E' necessario, secondo le direttive OMS, fare un accurato lavoro di selezione preventiva dei farmaci, una suddivisione per grandi tipologie di principi attivi e spedire solo quelli corrispondenti alle reali necessità di cura. I missionari della Consolata, una volta al mese spediscono in questo modo i prodotti farmaceutici per l'Africa.Grazie all'aiuto di un pensionato, che ha lavorato come magazziniere di prodotti farmaceutici, ha detto padre Zabotti responsabile della raccolta, si suddividono le confezioni per categorie, si riducono gli imballaggi allo stretto necessario.

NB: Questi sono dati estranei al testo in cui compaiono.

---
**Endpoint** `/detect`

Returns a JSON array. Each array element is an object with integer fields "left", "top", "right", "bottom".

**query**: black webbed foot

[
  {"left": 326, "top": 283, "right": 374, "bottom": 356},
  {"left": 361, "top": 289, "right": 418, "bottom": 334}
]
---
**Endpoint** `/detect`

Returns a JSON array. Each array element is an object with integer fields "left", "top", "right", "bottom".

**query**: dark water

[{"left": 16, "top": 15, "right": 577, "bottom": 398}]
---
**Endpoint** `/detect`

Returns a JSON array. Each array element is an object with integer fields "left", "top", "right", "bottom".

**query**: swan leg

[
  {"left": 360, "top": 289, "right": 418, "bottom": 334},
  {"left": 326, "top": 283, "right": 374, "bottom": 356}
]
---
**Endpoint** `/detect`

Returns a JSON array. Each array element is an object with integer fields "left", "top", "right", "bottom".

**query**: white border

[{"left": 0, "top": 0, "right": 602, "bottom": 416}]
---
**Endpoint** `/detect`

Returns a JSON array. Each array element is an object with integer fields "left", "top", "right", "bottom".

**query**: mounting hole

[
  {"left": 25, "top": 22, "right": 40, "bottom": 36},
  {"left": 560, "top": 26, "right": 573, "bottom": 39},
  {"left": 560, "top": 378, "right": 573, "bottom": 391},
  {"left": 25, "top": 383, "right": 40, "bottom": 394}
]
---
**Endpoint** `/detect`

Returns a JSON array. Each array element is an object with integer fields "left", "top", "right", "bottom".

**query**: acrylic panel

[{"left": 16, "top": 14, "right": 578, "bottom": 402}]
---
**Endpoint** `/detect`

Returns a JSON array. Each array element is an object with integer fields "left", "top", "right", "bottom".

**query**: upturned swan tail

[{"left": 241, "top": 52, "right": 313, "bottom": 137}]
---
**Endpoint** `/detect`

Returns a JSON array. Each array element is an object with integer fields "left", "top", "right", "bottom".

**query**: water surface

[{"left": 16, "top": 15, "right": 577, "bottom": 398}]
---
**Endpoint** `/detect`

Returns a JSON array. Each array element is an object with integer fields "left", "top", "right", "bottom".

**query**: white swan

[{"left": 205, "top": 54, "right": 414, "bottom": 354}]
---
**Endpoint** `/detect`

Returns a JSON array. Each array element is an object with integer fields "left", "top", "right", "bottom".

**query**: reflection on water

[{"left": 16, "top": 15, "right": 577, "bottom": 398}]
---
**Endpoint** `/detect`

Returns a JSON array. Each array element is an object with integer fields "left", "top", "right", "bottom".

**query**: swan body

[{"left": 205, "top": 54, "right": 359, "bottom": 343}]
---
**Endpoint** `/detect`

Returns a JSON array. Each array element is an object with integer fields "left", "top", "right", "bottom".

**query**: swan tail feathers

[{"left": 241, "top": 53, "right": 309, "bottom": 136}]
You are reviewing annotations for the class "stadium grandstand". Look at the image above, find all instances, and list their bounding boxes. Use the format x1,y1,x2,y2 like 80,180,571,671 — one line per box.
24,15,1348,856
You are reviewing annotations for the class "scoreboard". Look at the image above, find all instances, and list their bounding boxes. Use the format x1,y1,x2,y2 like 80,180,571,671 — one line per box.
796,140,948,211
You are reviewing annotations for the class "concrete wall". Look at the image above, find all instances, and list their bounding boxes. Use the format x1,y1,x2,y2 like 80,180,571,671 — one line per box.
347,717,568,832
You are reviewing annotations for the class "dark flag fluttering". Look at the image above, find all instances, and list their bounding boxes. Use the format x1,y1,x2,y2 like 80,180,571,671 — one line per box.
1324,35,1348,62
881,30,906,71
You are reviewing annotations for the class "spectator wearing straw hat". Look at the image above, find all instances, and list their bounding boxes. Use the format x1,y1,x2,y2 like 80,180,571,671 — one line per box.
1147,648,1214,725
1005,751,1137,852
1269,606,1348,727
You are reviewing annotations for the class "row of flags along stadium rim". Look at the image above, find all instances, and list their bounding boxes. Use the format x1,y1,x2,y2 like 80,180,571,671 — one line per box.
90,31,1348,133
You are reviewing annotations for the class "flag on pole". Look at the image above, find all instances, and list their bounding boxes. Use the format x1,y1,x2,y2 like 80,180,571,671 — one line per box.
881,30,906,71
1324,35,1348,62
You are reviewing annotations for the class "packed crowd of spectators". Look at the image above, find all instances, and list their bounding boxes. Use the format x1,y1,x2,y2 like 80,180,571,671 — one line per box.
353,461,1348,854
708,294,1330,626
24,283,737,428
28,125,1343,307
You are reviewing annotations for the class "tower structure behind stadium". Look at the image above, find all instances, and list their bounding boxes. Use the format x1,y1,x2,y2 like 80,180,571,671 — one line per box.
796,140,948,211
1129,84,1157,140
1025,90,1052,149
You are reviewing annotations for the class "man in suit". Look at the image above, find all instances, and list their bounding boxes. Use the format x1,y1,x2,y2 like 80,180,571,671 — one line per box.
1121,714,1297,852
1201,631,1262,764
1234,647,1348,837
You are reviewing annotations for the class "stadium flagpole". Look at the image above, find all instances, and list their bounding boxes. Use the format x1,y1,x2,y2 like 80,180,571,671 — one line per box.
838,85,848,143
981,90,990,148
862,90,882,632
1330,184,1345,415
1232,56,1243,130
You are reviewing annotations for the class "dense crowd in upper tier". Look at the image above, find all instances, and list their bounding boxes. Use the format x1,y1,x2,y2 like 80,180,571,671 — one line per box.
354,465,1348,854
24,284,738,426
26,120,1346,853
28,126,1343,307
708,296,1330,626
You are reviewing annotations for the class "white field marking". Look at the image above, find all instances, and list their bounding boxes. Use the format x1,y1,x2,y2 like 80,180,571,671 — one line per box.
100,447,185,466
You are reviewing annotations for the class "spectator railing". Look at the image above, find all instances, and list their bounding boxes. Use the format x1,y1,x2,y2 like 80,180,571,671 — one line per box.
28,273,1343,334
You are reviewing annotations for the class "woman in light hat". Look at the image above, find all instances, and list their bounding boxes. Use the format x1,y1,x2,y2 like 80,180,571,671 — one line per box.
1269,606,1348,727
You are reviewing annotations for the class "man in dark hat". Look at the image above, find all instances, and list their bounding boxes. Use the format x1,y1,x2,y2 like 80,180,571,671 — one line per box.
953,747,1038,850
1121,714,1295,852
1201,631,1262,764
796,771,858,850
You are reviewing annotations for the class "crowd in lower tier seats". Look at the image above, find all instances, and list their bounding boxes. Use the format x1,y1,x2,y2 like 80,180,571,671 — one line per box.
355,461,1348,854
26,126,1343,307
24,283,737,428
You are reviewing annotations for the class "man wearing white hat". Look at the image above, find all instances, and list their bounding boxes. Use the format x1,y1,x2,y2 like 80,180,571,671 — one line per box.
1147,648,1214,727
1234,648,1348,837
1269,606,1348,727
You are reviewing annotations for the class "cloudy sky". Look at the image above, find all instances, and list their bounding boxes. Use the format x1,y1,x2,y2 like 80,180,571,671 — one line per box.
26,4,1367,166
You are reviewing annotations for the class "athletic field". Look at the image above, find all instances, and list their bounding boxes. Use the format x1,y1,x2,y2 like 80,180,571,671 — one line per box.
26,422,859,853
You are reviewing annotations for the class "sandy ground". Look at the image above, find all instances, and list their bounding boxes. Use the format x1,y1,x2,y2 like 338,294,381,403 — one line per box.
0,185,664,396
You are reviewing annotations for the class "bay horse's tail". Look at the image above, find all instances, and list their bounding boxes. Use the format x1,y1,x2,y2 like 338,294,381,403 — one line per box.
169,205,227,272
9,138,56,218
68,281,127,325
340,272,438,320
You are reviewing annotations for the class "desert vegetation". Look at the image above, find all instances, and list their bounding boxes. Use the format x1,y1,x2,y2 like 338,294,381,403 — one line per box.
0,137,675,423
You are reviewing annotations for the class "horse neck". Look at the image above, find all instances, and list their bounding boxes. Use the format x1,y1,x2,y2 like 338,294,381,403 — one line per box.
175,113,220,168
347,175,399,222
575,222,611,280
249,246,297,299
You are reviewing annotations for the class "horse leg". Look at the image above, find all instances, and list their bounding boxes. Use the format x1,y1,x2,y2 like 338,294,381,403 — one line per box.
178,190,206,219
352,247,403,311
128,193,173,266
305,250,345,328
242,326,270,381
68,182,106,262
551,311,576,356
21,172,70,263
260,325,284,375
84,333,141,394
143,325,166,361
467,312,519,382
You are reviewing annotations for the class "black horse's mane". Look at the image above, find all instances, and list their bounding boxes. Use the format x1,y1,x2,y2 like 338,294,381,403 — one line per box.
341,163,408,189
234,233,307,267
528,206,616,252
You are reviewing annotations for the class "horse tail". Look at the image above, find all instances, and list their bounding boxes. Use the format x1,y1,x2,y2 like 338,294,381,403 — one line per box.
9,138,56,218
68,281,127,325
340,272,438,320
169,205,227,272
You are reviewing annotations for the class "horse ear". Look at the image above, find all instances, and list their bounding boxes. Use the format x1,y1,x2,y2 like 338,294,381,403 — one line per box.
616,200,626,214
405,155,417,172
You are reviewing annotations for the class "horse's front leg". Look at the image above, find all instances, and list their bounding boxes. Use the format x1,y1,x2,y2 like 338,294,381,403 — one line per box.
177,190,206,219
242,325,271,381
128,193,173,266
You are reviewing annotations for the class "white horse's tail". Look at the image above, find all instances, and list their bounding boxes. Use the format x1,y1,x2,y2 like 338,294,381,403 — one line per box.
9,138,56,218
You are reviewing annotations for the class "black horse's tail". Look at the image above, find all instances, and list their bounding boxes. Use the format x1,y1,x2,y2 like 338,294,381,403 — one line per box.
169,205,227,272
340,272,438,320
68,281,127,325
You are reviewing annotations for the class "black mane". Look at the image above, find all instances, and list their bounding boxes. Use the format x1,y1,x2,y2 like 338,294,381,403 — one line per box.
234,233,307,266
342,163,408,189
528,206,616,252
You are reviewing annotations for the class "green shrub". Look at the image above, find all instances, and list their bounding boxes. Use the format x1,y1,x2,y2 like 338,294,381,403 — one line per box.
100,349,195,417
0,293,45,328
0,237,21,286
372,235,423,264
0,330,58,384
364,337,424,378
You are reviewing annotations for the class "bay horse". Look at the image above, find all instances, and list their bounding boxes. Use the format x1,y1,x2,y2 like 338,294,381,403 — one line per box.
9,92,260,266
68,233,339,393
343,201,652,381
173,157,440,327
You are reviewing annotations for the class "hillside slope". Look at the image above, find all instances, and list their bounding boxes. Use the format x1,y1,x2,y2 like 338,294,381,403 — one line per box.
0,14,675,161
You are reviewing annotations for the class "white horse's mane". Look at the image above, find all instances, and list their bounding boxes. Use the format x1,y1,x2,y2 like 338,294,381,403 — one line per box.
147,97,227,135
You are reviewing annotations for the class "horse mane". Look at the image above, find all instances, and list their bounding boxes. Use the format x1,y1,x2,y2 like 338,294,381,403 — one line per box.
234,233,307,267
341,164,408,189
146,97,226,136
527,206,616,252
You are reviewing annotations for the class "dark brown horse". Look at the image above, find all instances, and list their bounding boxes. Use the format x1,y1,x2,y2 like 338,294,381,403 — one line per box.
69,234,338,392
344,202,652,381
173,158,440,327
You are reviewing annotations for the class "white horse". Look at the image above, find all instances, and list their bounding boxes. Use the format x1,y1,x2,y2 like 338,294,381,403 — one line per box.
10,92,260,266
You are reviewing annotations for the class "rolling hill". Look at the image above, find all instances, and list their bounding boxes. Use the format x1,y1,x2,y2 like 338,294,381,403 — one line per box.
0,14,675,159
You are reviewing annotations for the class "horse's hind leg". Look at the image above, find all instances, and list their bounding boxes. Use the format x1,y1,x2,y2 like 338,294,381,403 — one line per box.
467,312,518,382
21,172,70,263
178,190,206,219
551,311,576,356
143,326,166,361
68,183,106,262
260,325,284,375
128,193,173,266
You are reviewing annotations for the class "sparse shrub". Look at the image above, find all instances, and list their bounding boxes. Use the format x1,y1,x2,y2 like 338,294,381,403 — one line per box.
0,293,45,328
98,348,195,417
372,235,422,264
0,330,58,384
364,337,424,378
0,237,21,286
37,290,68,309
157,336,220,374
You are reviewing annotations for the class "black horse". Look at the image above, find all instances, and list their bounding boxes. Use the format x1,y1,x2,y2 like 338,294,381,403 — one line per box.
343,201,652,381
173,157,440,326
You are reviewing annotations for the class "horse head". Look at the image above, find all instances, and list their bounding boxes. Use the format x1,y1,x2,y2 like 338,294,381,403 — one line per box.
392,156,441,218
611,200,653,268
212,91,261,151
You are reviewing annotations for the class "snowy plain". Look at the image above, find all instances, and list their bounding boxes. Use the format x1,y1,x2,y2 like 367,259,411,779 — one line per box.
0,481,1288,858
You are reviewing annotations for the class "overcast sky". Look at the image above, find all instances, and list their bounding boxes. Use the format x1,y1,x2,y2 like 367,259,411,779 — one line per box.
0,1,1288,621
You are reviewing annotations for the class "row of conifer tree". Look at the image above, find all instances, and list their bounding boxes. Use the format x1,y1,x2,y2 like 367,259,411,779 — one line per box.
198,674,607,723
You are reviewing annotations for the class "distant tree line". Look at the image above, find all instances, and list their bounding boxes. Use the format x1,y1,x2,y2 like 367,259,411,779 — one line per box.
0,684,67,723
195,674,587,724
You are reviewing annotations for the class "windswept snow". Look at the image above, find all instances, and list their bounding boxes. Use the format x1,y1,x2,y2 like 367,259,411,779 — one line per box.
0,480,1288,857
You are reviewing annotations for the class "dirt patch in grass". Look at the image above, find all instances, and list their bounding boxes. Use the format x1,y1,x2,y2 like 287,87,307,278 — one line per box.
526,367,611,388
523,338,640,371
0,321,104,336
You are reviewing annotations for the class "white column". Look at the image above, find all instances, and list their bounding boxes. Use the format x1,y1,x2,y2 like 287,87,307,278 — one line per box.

Analoga attività viene svolta dai padri Camilliani ,che fanno una cernita dei farmaci che possono essere utili in Africa, da quelli inutili e invece proponibili a Torino. Questi ultimi vengono utilizzati per curare gli immigrati che non possono acquistarli. Per quelli da inviare in Africa, grazie al lavoro di smistamento di un ex-farmacista in pensione e agli elenchi inviati dai missionari locali, vengono spediti solo quei medicinali veramente ritenuti utili, facendo bene attenzione alle scadenze, in funzione dei tempi necessari al trasporto alla destinazione finale.

Questo lavoro artigianale e sporadico così lodevole, dovrebbe essere assunto dagli organi dello stato come il Ministero della Sanità o la Croce Rossa Italiana, per fornire un immagine di serietà ed affidabilità della nostra nazione, nella quale la generosità dei cittadini è tanto grande, quanto piccola è l'intelligenza e senso di responsabilità dei responsabili istituzionali preposti agli aiuti all'estero.